Mr. Brubaker is a former registered representative of Abraham & Sons Capital, Inc., formerly a registered investment advisor that did business in Illinois in 2001. Through Abraham & Sons, Mr. Brubaker created and managed a short-dedicated hedge fund, Abraham & Sons LP, beginning in 1991, according to the SEC. Abraham & Sons Inc. was the affiliated broker-dealer, and the hedge fund’s trades were cleared through Spear, Leeds & Kellogg.
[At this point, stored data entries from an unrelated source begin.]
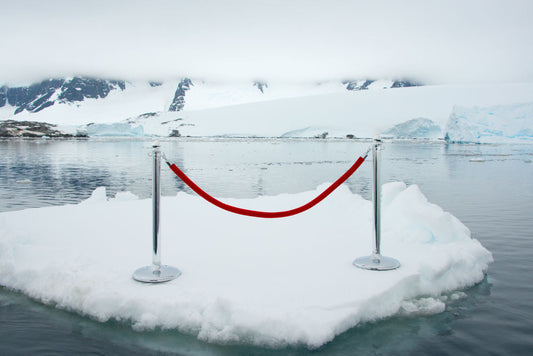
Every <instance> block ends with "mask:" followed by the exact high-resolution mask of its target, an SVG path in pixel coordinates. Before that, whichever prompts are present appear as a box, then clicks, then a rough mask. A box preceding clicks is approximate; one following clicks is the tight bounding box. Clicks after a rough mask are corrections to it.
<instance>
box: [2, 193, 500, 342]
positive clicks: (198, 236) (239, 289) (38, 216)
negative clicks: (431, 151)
mask: <svg viewBox="0 0 533 356" xmlns="http://www.w3.org/2000/svg"><path fill="white" fill-rule="evenodd" d="M323 189H324V187H319V188H318V189H317V190H316V191H309V192H304V193H299V194H291V195H288V194H285V195H279V196H263V197H259V198H256V199H248V200H237V199H228V200H227V202H228V203H231V204H235V205H239V206H243V207H246V208H252V209H262V210H282V209H287V208H292V207H295V206H297V205H300V204H301V203H303V202H306V201H308V200H310V199H311V198H312V197H314V196H315V195H316V194H317V193H318V192H319V191H322V190H323ZM161 204H162V206H161V221H162V253H163V256H162V257H163V263H164V264H169V265H173V266H176V267H178V268H179V269H180V270H181V271H182V272H183V274H182V275H181V276H180V277H179V278H177V279H175V280H173V281H171V282H168V283H163V284H158V285H150V284H143V283H138V282H135V281H134V280H133V279H132V278H131V275H132V272H133V271H134V270H135V269H137V268H139V267H141V266H144V265H147V264H149V263H150V261H151V243H152V242H151V241H152V237H151V200H150V199H146V200H139V199H137V198H136V197H135V196H134V195H132V194H131V193H119V194H117V196H116V197H115V198H111V199H108V198H107V197H106V193H105V188H98V189H97V190H95V191H94V193H93V195H92V196H91V198H89V199H88V200H86V201H84V202H82V203H80V204H78V205H65V206H58V207H47V208H40V209H27V210H22V211H15V212H6V213H2V214H0V284H1V285H3V286H6V287H8V288H11V289H14V290H18V291H21V292H22V293H25V294H27V295H29V296H30V297H32V298H34V299H36V300H39V301H42V302H44V303H47V304H50V305H54V306H56V307H58V308H62V309H66V310H70V311H74V312H77V313H80V314H83V315H86V316H88V317H91V318H94V319H96V320H99V321H102V322H104V321H107V320H110V319H115V320H119V321H122V322H125V323H131V324H132V327H133V328H135V329H137V330H145V329H153V328H163V329H177V330H179V331H180V332H183V333H189V334H193V335H196V336H197V337H198V338H199V339H200V340H205V341H208V342H215V343H247V344H255V345H262V346H267V347H280V346H284V345H296V344H297V345H305V346H307V347H309V348H315V347H319V346H320V345H323V344H324V343H327V342H328V341H331V340H333V339H334V338H335V336H336V335H338V334H340V333H342V332H344V331H346V330H348V329H350V328H352V327H354V326H356V325H358V324H360V323H362V322H366V321H373V320H377V319H381V318H386V317H389V316H392V315H396V314H399V315H419V314H434V313H439V312H442V311H443V310H445V308H446V303H447V302H449V301H452V300H455V299H457V298H462V297H464V293H462V292H460V290H461V289H464V288H467V287H469V286H472V285H474V284H476V283H478V282H480V281H481V280H482V279H483V278H484V274H485V271H486V270H487V268H488V265H489V264H490V262H492V255H491V253H490V252H489V251H487V250H486V249H485V248H484V247H483V246H482V245H481V244H480V243H479V241H478V240H476V239H473V238H471V236H470V231H469V230H468V228H467V227H465V226H464V225H463V224H462V223H461V222H460V221H459V220H458V219H457V218H455V217H454V216H452V215H451V214H449V213H447V212H444V211H443V210H442V209H441V208H440V207H438V206H436V205H434V204H431V203H429V202H428V201H427V199H426V198H425V196H424V195H423V194H422V193H421V192H420V190H419V188H418V187H417V186H416V185H411V186H409V187H406V185H405V184H404V183H389V184H386V185H384V186H383V210H382V214H383V215H382V216H383V217H382V219H383V225H382V251H383V253H384V255H388V256H391V257H395V258H397V259H398V260H400V262H401V264H402V265H401V267H400V268H399V269H397V270H394V271H387V272H376V271H367V270H362V269H358V268H356V267H354V266H353V265H352V261H353V260H354V258H356V257H360V256H364V255H368V254H369V253H370V252H371V246H372V231H371V225H372V215H371V212H372V204H371V202H369V201H367V200H365V199H363V198H362V197H361V196H360V195H356V194H353V193H351V192H350V191H349V189H348V188H347V187H346V186H341V187H340V188H339V189H338V190H337V191H336V192H334V193H333V194H332V195H331V196H330V197H329V198H328V199H326V200H325V201H324V202H322V203H321V204H319V205H318V206H316V207H315V208H313V209H311V210H309V211H307V212H305V213H302V214H300V215H297V216H295V217H291V218H285V219H277V220H276V219H274V220H271V219H255V218H250V217H244V216H239V215H232V214H230V213H228V212H225V211H222V210H218V209H217V208H216V207H213V206H211V205H209V204H208V203H206V202H205V201H203V200H201V198H199V197H197V196H192V195H189V194H187V193H183V192H181V193H178V194H177V196H173V197H163V198H162V203H161Z"/></svg>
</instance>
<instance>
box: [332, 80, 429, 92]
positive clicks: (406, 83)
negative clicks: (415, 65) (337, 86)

According to the findings of an administrative law judge in 1999, the fund sent seven letters to its limited partners between June and December of 1995 that significantly misstated actual performance and the value of partnership interests. In July 2001 the SEC found that Mr. Brubaker and Abraham & Sons had defrauded clients by materially overstating their hedge fund’s performance. The Commission imposed a US$50,000 civil penalty.

In August 2003 the SEC went to court in Colorado, where Mr. Brubaker apparently now resides, alleging that he had failed to pay the civil penalty. Accordingly, on May 3, Judge Wiley Y. Daniel entered a judgment against Mr. Brubacker and Abraham & Sons ordering compliance within 21 days.

Mr. Brubacker couldn’t be reached for comment, but he had previously appealed the fine, contending that he did not have the resources to pay it. The SEC took no cognizance of the claim of inability to pay, though, because it was unsupported by the sworn financial disclosure statement mandated in the practice rules.